ADSL modeme rakip gibi gösterilen 3G internet kullanıcılarını perişan etmiş durumda.
24 ay sözleşmeli alınan internet paketleri çok erken patladı.
Ayda 39 TL ödemesi gerekenler 100 liranın üzerinde gelen fatura ile şaşkına döndüler.
3G internet kullanıcılarının 4 gb’lik internet kotaları daha ilk iki günde doldu.
Sonrası para yazmaya başladı.
Burada her iki taraf haklı.
3G interneti ADS’leden ayıran en önemli ayrıntı hem download (indirme) hem upload (yükleme) de kota gidiyor. Böyle olunca 4 GB’lik kota çabucak doluyor. Oysa ADSL’de sadece indirmede kota doluyor. Bu sebeble ADSL kullanıcısı için 4 gb 1 ay boyunca çok rahat yetiyor.

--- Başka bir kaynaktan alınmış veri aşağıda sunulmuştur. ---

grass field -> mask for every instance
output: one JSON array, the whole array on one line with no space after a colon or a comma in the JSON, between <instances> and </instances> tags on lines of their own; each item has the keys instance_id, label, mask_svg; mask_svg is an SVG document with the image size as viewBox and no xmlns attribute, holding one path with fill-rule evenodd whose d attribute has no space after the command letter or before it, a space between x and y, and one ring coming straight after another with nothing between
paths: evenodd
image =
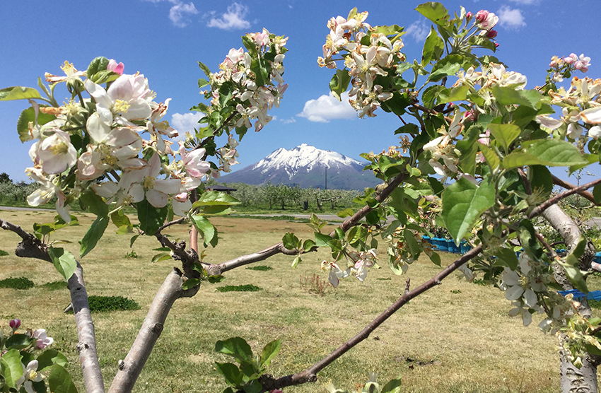
<instances>
[{"instance_id":1,"label":"grass field","mask_svg":"<svg viewBox=\"0 0 601 393\"><path fill-rule=\"evenodd\" d=\"M0 217L31 230L34 222L48 222L52 212L0 211ZM54 241L81 238L93 216L80 216L78 227L64 228ZM215 218L219 245L209 249L206 262L219 263L258 251L277 242L287 231L299 237L311 236L303 223L245 218ZM173 237L185 238L187 228L170 229ZM13 250L13 233L0 235L0 280L25 276L33 288L0 288L0 327L20 318L23 327L45 328L54 339L53 346L71 360L69 369L80 392L83 391L75 349L76 329L72 315L64 314L70 300L48 263L20 259ZM129 237L115 234L110 226L97 247L81 264L89 295L127 296L141 306L134 311L93 314L99 358L105 385L110 385L117 363L125 357L141 325L152 298L175 261L151 263L160 247L156 240L139 238L132 249ZM63 245L78 254L76 242ZM137 257L132 254L134 251ZM383 253L384 250L380 250ZM1 253L0 253L1 254ZM346 279L337 289L310 291L307 278L320 274L325 252L303 257L296 269L292 257L276 256L258 265L271 270L241 267L227 272L218 284L203 284L192 298L175 303L154 351L134 387L135 392L222 392L223 380L215 361L230 361L214 351L217 340L239 336L255 351L282 339L282 348L269 373L282 376L300 371L355 335L402 293L407 277L412 286L426 281L440 268L420 259L407 276L395 276L387 267L371 269L363 283ZM443 264L454 257L443 255ZM383 263L383 265L385 264ZM301 281L305 284L301 287ZM592 289L598 288L593 281ZM225 292L217 287L254 284L257 292ZM59 289L55 289L58 288ZM492 286L482 286L450 276L443 284L412 300L365 341L320 373L316 384L286 388L285 392L325 392L332 381L337 387L352 390L363 383L371 370L378 380L402 376L402 392L559 392L559 362L554 336L542 334L535 317L529 327L508 316L510 304ZM597 310L595 310L597 311Z\"/></svg>"}]
</instances>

Şu anda bu şikayetle GSM şirketi ile kavgalı olan tüketici sayısı onbinleri geçmiş durumda. 3G de bir başka sorun ise altyapı yetersizliği. Aradan geçen 2 yıla rağmen GSM şirketleri maalesef halen 3G konusunda yeterince yatırım yapmadılar.
GSM şirketleri yatırım yerine bol bol reklam yaptılar.
Yahudi ölürken çocuklarına ticaret yapmaları için 100 kilo altın bırakmış. Son nefesinde şu vasiyette bulunmuş:
“100 kilo altının 90 kilosunu reklamda kullanın kalan 10 kiloyu da sermaye yapın!”
İşte Türkiye’deki GSM şirketleri de böyle.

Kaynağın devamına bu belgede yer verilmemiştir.